Quant à la gauche “radicale” de l’appareil politique bourgeois, elle n’a cessé, tout au long de l’année, de distiller son poison mystificateur avec le slogan ouvriériste hérité des staliniens : “De l’argent, il y en a dans la poche du patronat !” Il n’est à ce titre pas étonnant de voir que les pancartes “Macron, rend l’argent !” étaient présentes partout où un groupe de “gilets jaunes” se mobilisait. Oui, il y a de l’argent “dans la poche” du patronat, dans celle des actionnaires et dans les caisses de l’État. Suffirait-il alors de “redistribuer les richesses” pour que tout aille mieux ? Quelle fumisterie ! Le problème, ce n’est pas la distribution “équitable” des richesses, c’est l’exploitation de la force de travail, l’existence même de la marchandise, de la monnaie et de la propriété privée, celle d’une classe exploitée par une classe exploiteuse. Comme l’écrivaient déjà Marx et Engels dans le “Manifeste du Parti communiste” à propos des “socialistes bourgeois” : “Une autre forme de socialisme bourgeois (…) essaya de dégoûter les ouvriers de tout mouvement révolutionnaire, en leur démontrant que ce n’était pas telle ou telle transformation politique, mais seulement une transformation des conditions de la vie matérielle, des rapports économiques, qui pouvait leur profiter. Notez que, par transformation des conditions de la vie matérielle, ce socialisme n’entend aucunement l’abolition du régime de production bourgeois, laquelle n’est possible que par la révolution, mais uniquement la réalisation de réformes administratives sur la base même de la production bourgeoise, réformes qui, par conséquent, ne changent rien aux rapports du Capital et du Salariat et ne font, tout au plus, que diminuer pour la bourgeoisie les frais de sa domination et alléger le budget de l’État”. (2)

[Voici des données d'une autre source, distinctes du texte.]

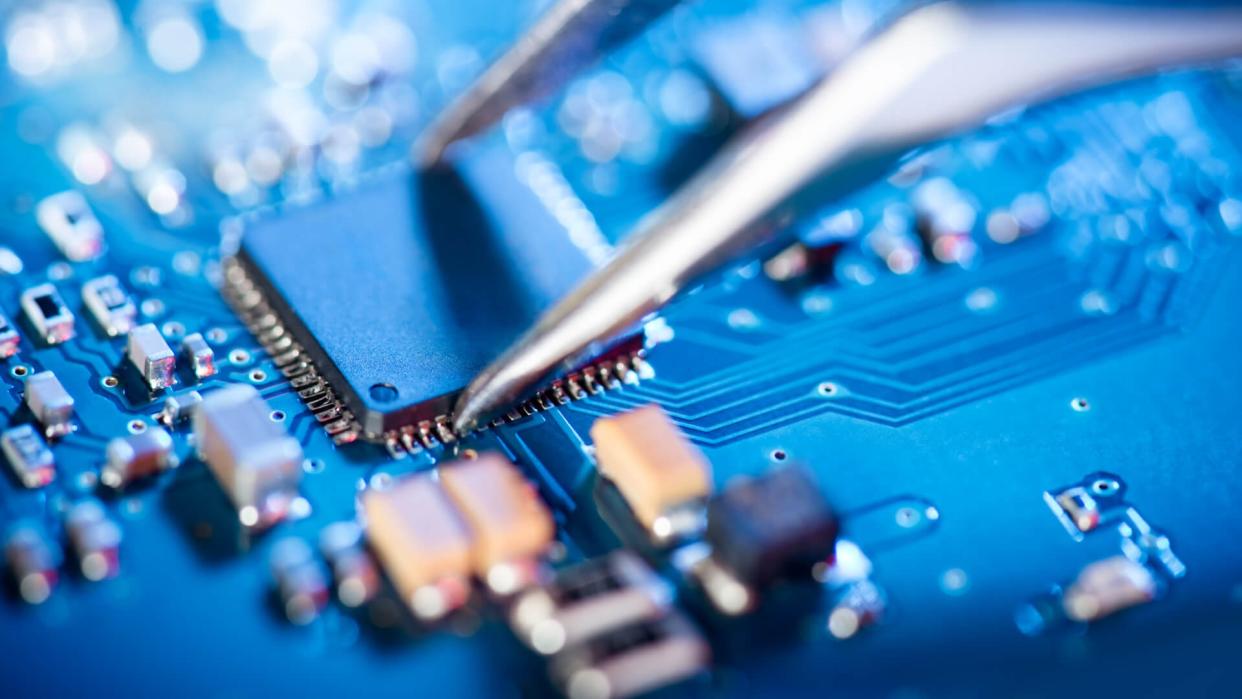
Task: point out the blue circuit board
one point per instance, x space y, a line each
1068 325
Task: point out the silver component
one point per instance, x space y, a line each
95 539
109 304
199 354
299 582
569 36
10 340
149 353
138 456
29 456
47 313
257 464
358 577
32 560
938 71
180 407
589 600
68 221
9 261
632 661
51 405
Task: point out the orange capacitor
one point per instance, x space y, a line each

En soutenant le mouvement des “gilets jaunes” et en appelant les lycéens à y participer, les partis de la “gauche radicale” (Besancenot a notamment soutenu le mouvement lors de son passage dans l’émission télévisée de Laurent Ruquier), les ont sciemment envoyés au casse pipe et se faire tabasser par les flics.
Depuis 1914, les syndicats ne correspondent plus au besoin du prolétariat et sont devenus de véritables rouages de l’État capitaliste, des organes d’encadrement des luttes et de police dans les entreprises. Dès la Première Guerre mondiale, les syndicats se sont tous rangés derrière les intérêts de leur État national au nom de “l’Union sacrée” dans l’effort de guerre. Pendant la révolution allemande, en 1918-1919, main dans la main avec les sociaux-démocrates du SPD, ils s’emploient partout à briser les grèves et empêcher le prolétariat de développer sa lutte révolutionnaire en faisant tout pour semer la division et détruire l’unité de la classe ouvrière.
En 1979, en France, face à l’éclatement de grèves dans de nombreux secteurs, particulièrement dans la sidérurgie, les syndicats entreprennent un habile travail de division et d’isolement. Ils font d’abord reprendre le travail dans d’autres secteurs en lutte (postes, hôpitaux, banques, SFP...) avant d’organiser, sous la pression des ouvriers, la marche des sidérurgistes sur Paris, le 23 mars, qui sera sabotée par l’alliance des forces de l’ordre et des syndicats.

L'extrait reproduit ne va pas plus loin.